The rapid adoption of generative AI tools has outpaced the development of corresponding security frameworks. Many enterprises are exploring cost-effective AI access models to manage rising operational expenses. Companies are deploying AI assistants to improve productivity without fully understanding the attack surface expansion. Each new integration point creates opportunities for prompt injection and data leakage. Security teams are often forced to react to vulnerabilities after they are disclosed rather than designing proactive defenses. The industry needs standardized testing protocols for AI systems before they reach production environments. Until then, organizations must assume that every AI interface is a potential entry point.

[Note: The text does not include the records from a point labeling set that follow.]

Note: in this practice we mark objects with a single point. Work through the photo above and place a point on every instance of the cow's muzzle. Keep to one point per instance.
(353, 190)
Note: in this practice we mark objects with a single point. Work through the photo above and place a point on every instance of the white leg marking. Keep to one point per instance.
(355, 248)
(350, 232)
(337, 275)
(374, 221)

How should organizations respond to emerging prompt injection threats?

For organizations running Microsoft 365 Copilot Enterprise, Varonis recommends watching for Copilot Search URLs carrying encoded payloads or HTML in the q parameter. Security teams should also monitor for unusual outbound requests to Bing image endpoints. Tightening data access governance so Copilot indexes less content would shrink what any future vulnerability could reach. Microsoft fixed SearchLeak before it was exploited in the wild, and the company says there is no evidence of malicious use. However, the rapid expansion of Copilot into enterprise and public-sector environments means the attack surface is growing faster than the guardrails.

Three disclosures in six months, each bypassing protections the previous fix was supposed to establish, suggests the fundamental tension between giving an AI tool broad data access and keeping that data secure remains unresolved. Security architectures must evolve beyond simple domain reputation checks and content security policies. Organizations need to implement strict output validation, limit AI query scope, and monitor for parameter-to-prompt injection attempts. The integration of artificial intelligence into daily workflows requires a proactive security posture that anticipates how models interpret user input. Relying on legacy web security controls will no longer suffice.

Implementing zero-trust principles specifically for AI interactions is becoming a necessity. Data classification systems must identify sensitive information before it enters the AI pipeline. Access controls should be dynamically adjusted based on the context of the query. Security operations centers must develop new detection rules tailored to AI traffic patterns. The goal is to create barriers that function regardless of how the AI processes the input. Continuous monitoring and regular penetration testing will remain essential components of an effective defense strategy.

What is the long-term outlook for AI-driven security?

The intersection of artificial intelligence and enterprise security continues to produce unexpected attack vectors. As companies adopt more AI assistants, the boundary between user interface and backend execution blurs. Security teams must treat AI queries as executable code rather than simple text input. This shift requires continuous monitoring, strict data minimization, and robust sandboxing for AI operations. The industry must develop standardized testing frameworks for prompt injection before vulnerabilities become widespread. Organizations that adapt their security strategies now will be better positioned to handle the next generation of AI-related threats.

Future developments in AI safety will likely focus on isolating model execution from data access. Researchers are exploring methods to validate AI behavior in real time without disrupting workflow efficiency. The goal is to ensure that AI systems remain useful tools rather than becoming vectors for data loss. Companies that prioritize security by design will maintain a competitive advantage. The landscape will continue to evolve as both attackers and defenders refine their approaches. Vigilance and architectural rigor will determine which organizations survive the next wave of AI-driven vulnerabilities.